‘Counterfactual thinking’ is the human tendency to ponder what if… or if only…
For example, someone might think to herself ‘If only I’d made a speech at my sister’s 21st, she would know exactly how awesome I think she is.’
Or, ‘What if I’d had the foresight to go to Toastmasters every week for a year leading up to Potahter’s 21st birthday and I suddenly loved the spotlight so much that I not only did a speech, but also an interpretative dance to demonstrate how much fun we’ve had together over the years?’
‘What if this dance artfully and eloquently conveyed to the thoroughly engrossed audience how we used to dress in identical clothes when we were little, how Potahter would follow me round and how I loved it, how a man on a plane once asked her to laugh less loudly please and how it made me want to bash him?’ What a dance it would be.

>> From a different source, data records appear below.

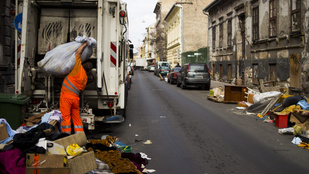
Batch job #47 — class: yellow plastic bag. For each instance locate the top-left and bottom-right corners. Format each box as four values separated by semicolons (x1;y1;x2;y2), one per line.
67;144;83;156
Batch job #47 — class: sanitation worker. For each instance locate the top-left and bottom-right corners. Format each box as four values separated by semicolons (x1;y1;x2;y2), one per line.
60;42;92;134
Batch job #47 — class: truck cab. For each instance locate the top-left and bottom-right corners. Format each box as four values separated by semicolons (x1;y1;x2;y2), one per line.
15;0;132;130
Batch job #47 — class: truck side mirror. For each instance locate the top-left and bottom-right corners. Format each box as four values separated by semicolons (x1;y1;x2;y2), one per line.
130;49;133;59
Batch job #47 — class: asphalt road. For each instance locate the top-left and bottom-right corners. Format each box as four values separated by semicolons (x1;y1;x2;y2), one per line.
86;71;309;174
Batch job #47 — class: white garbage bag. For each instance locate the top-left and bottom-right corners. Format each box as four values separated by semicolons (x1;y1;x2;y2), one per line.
38;36;97;76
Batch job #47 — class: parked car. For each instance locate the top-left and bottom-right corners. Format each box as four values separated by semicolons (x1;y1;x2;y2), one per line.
148;65;155;72
177;63;211;90
167;67;181;84
153;61;170;76
129;66;134;75
158;66;171;77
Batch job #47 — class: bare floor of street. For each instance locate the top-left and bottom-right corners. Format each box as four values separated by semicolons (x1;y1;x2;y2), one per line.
87;71;309;174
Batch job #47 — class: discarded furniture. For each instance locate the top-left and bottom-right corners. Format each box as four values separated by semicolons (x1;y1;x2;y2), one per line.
259;79;280;93
224;85;248;103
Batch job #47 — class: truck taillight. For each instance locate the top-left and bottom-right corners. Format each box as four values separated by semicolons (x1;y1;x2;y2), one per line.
107;101;114;108
119;10;127;18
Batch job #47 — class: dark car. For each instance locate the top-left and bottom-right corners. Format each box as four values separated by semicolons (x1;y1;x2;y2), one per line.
177;63;211;90
159;66;171;77
167;67;181;84
148;65;155;72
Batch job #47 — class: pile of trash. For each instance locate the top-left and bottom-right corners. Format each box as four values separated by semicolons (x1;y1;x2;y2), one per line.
208;86;309;149
0;110;154;174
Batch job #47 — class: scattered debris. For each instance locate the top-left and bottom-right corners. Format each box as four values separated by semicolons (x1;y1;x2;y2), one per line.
143;140;152;144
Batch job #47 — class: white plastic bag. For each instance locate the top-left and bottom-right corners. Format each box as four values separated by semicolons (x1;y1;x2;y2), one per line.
38;36;96;76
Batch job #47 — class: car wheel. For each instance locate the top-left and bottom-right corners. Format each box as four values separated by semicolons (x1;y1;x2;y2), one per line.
205;84;210;90
180;81;186;89
176;79;180;87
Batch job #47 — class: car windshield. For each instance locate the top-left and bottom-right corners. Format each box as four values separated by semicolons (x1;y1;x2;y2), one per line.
174;67;181;72
161;66;170;70
190;65;206;71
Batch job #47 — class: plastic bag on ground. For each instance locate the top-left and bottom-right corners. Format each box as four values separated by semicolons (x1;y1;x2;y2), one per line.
66;144;83;156
38;36;97;76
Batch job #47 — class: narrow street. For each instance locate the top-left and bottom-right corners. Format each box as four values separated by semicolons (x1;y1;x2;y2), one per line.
87;71;309;174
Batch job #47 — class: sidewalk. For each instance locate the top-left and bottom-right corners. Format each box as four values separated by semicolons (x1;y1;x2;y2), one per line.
210;80;232;88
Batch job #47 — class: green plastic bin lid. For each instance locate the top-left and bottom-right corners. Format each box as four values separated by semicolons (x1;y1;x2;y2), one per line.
0;94;30;105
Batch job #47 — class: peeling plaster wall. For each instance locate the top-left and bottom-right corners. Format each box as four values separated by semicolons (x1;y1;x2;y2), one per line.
209;0;309;93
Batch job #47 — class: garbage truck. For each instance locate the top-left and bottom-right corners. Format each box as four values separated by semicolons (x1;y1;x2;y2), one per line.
14;0;133;130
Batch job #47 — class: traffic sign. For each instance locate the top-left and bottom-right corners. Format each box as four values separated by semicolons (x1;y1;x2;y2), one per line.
14;13;23;32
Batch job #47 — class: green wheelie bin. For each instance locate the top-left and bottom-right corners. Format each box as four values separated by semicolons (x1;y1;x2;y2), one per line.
0;93;30;130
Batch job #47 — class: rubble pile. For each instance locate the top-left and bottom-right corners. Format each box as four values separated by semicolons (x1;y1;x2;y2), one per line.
0;110;151;174
208;85;309;149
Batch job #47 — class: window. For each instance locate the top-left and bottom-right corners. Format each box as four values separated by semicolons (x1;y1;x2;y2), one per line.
219;18;223;48
252;64;259;84
227;64;232;80
291;0;301;32
269;0;277;37
227;19;232;47
269;64;277;81
252;7;259;41
219;64;223;79
212;26;216;51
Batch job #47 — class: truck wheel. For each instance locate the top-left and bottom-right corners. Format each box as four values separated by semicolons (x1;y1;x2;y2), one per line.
205;84;210;90
180;81;186;89
176;80;180;87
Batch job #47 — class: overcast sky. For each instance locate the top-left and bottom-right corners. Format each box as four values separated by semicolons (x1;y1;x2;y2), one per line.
122;0;158;52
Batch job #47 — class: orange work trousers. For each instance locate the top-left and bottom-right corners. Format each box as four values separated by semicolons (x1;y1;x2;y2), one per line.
60;92;84;134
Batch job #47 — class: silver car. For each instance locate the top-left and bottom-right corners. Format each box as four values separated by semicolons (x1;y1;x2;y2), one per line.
177;63;211;90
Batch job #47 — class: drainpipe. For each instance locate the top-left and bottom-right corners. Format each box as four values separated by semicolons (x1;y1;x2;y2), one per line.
175;4;184;66
203;10;210;66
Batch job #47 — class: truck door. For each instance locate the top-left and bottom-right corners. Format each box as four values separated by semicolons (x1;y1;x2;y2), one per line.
38;8;97;57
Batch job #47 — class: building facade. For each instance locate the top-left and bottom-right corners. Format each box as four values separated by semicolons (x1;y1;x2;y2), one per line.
203;0;309;93
0;0;15;93
164;0;212;66
153;0;177;61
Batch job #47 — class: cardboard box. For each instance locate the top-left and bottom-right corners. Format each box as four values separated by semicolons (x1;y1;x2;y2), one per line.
0;123;9;141
26;153;66;167
54;132;97;174
26;167;70;174
68;151;97;174
36;138;66;155
26;154;70;174
54;132;87;149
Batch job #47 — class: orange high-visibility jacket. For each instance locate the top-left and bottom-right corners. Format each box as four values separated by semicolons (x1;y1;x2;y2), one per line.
61;55;87;96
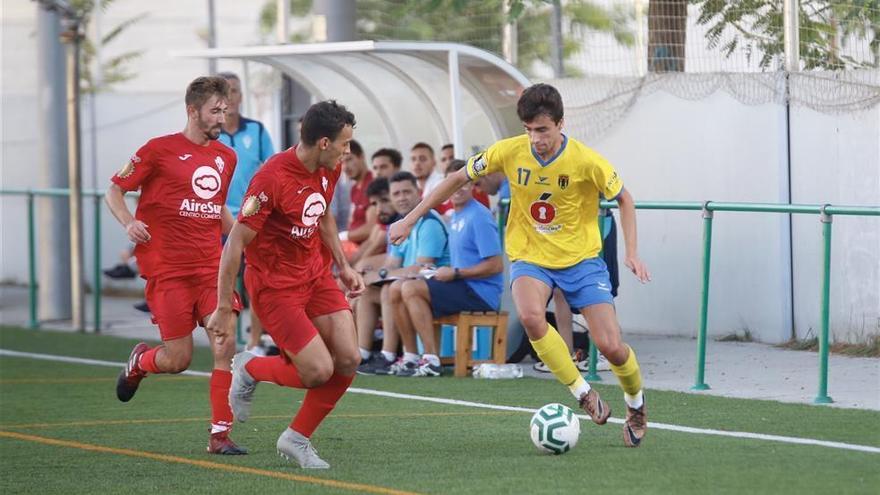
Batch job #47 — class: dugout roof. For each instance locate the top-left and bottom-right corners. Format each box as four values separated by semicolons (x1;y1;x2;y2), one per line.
175;41;530;157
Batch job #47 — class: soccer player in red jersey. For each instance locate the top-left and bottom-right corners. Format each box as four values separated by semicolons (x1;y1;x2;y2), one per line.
106;77;247;455
208;100;364;469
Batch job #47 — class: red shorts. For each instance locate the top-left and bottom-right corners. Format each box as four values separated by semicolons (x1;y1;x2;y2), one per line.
144;274;241;341
244;270;351;355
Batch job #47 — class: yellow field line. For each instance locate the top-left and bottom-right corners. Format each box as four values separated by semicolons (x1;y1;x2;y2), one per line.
0;411;517;430
0;431;417;495
0;376;204;385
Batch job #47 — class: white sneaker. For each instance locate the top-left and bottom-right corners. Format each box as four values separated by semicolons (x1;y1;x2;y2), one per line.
576;352;611;373
275;427;330;469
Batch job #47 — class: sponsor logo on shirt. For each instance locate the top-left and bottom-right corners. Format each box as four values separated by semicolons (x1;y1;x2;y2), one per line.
177;199;223;220
556;175;568;189
192;166;222;199
605;172;620;191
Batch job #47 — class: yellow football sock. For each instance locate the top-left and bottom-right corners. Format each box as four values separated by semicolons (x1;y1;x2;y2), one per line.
611;346;642;395
529;323;589;397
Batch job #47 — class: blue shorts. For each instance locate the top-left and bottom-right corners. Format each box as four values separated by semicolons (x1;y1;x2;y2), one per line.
510;257;614;311
425;279;498;318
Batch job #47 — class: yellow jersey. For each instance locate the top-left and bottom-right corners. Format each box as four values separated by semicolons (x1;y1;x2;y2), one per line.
466;134;623;269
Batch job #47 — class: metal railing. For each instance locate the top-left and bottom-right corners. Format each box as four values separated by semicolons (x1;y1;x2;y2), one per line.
0;188;104;332
0;189;880;404
499;196;880;404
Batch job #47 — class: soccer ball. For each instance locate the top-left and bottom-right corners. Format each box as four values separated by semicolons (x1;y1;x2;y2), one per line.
529;404;581;454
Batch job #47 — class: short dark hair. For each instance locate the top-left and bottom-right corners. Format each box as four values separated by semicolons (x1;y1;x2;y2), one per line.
217;71;241;82
516;83;563;124
370;148;403;168
300;100;355;146
446;158;467;175
367;177;389;198
410;142;434;156
388;170;419;189
348;139;364;157
184;76;229;108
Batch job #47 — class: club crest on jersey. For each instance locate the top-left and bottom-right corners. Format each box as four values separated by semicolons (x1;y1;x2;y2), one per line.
471;153;488;175
302;193;327;227
556;175;568;189
290;193;327;239
529;193;562;234
191;166;220;199
116;161;134;179
241;195;263;217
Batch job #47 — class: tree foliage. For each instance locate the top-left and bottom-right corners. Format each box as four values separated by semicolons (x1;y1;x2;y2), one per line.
70;0;147;93
690;0;880;70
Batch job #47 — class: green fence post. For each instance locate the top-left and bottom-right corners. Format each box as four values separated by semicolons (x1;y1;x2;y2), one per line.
92;192;103;333
813;205;834;404
27;191;40;328
691;201;714;390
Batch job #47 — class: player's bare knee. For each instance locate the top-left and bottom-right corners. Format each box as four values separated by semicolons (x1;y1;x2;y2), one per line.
167;354;192;373
596;340;629;366
336;350;361;375
213;339;235;360
300;362;333;388
400;280;418;300
519;309;547;334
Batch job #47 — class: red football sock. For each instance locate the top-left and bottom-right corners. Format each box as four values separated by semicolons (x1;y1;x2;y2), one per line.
138;345;162;373
290;373;354;437
244;356;306;388
210;369;232;433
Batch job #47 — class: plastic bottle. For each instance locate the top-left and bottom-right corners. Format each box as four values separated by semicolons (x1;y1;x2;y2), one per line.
473;363;522;380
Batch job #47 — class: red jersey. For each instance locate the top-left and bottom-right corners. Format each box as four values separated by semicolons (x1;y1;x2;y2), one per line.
111;133;236;278
238;147;342;289
348;171;373;230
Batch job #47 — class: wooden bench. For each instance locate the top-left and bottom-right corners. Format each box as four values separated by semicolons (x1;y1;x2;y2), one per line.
434;311;507;377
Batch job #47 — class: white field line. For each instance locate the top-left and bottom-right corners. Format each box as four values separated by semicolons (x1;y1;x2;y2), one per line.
0;349;880;454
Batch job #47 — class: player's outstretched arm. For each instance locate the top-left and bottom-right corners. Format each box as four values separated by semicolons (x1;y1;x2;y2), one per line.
220;205;235;235
388;167;471;244
205;223;257;344
617;189;651;283
104;184;150;244
318;210;364;297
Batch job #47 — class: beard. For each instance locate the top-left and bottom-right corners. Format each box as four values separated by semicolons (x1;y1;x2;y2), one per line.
199;114;223;141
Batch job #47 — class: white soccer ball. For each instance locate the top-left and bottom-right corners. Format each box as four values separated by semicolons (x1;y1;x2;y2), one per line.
529;404;581;454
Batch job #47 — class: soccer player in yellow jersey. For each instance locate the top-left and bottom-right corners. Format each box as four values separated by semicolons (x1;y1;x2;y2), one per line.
389;84;650;447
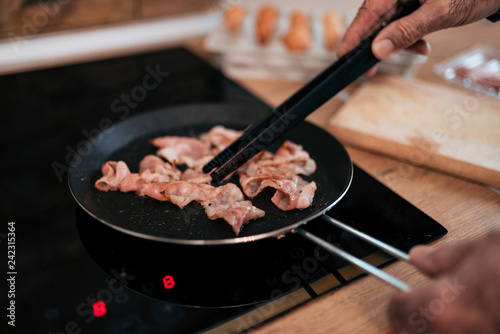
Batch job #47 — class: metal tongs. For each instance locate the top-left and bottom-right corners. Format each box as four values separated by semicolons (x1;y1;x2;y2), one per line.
300;214;411;292
203;0;420;183
203;0;420;291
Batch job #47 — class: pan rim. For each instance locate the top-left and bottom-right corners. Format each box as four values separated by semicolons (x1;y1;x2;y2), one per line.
68;102;354;246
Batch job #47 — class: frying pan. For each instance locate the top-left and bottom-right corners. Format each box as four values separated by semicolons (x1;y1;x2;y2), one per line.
68;103;410;291
68;103;353;245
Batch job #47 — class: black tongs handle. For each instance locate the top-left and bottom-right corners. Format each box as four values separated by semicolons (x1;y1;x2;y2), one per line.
203;0;420;183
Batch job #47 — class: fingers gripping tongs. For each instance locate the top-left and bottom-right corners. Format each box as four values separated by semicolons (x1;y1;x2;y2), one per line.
203;0;420;183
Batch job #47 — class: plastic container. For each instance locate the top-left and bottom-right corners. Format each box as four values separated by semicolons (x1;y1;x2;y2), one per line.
434;45;500;100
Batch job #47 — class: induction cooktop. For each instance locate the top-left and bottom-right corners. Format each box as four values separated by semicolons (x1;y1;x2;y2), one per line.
0;48;446;334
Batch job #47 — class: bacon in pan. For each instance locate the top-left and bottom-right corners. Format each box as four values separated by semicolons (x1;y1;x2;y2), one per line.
94;161;130;191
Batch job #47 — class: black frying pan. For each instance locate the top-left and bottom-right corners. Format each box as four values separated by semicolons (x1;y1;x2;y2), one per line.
69;104;352;245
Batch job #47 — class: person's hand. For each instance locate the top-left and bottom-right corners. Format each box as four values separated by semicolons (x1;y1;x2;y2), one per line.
338;0;500;60
388;231;500;334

According to psychologists, counterfactual thinking can lead to regret and regret can go a few different ways. It can niggle away at you like a stone in your shoe, send you spiraling into depression or be an uplifting force that pushes you to learn and grow.
The Internet has some tips on how to embrace regret and move forward. (Tangentially, the Internet also has tips on how to make your dog smell better, how to dress in gamine style, how to build an LED camcorder and how to hide that you’re on a diet.) The key points for overcoming regret are: ask for forgiveness and make amends, grieve, examine what you have learned and make a plan for the future.
To get the ball rolling, I have something to ask. Will you, Potahter, forgive me for not making a speech at your 21st?
I know that on the scale of things people do to one another it’s no biggie but I really do feel bad. There are so many things I could have said. I had six years to experience the world before you came along so I know for certain my life is better with you by my side.
Please get back to me soon and let me know what you think. I’m keen to move on to the next stage (grieving and examining what I have learned) and after that I’ll make a plan for my future.
First thoughts are it’ll involve 17 years of Toastmasters so I’ll be ready to speak at your 40th. If that doesn’t work, I’ll just get really drunk.